Il grido di rabbia di Saviano chiude
il libro: Sono nato in
terra di camorra, nel luogo con più morti ammazzati d'Europa, nel territorio
dove la ferocia è annodata agli affari, dove niente ha valore se non genera
potere. (...) In terra di camorra, combattere i clan non è lotta di classe,
affermazione del diritto, riappropriazione della cittadinanza. Non è la presa
di coscienza del proprio onore, la tutela del proprio orgoglio. È qualcosa di
più essenziale, di ferocemente carnale. (...) Porsi contro i clan diviene una
guerra per la sopravvivenza, come se l'esistenza stessa, il cibo che mangi, le
labbra che baci, la musica che ascolti, le pagine che leggi non riuscissero a
concederti il senso della vita, ma solo quello della sopravvivenza. E così
conoscere non è più una traccia di impegno morale. Sapere, capire diviene una
necessità. L'unica possibile per considerarsi ancora uomini degni di respirare.

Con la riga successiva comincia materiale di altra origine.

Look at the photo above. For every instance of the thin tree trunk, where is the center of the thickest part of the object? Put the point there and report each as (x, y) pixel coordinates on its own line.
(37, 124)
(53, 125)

Chiudiamo il libro, coscienti della
guerra e della solitudine di Roberto Saviano. Adesso è costretto a nascondersi
per le minacce ricevute e fa rabbia pensare che invece i camorristi girano
tranquilli. Saviano racconta che è stato interrogato dagli inquirenti su quello
che ha scritto nel libro. Giustamente, e amaramente, dice che le stesse domande
che hanno fatto a lui avrebbero dovuto farle a chi sa veramente, a chi è
responsabile di Gomorra.
Cara Lina, lessi questo libro all'epoca che fu messo in vendita.
RispondiEliminaSaviano ha scritto questo libro su dati di fatti veri.
Decise di vivere questa realtà direttamente.
ma come giustamente dici tu, chi dice e scrive la verità si deve nascondere mentre i delinquenti camminano liberi.
La piaga del sud, diventa sempre più profonda, anche perchè lo stivale alto ..vuole così..
Cosa possiamo fare noi persone per bene?
La maggior parte dei campani conosce la mafia attraverso la TV e i giornali.Noi persone oneste non conosciamo nessun mafioso, ma lo stato italiano la conosce molto bene.
Questa è la tristezza più grande e dolorosa.
Grazie di questo post.
Ti abbraccio..
Mi è difficile, fare un commento cara Raffaella, questo libro non lo mai letto ma la storia è stata riportata in un interessante film.
RispondiEliminaSembra quasi impossibile che certe cose succedano, ahimè è la verità.
Buon fine settimana cara amica con un abbraccio forte.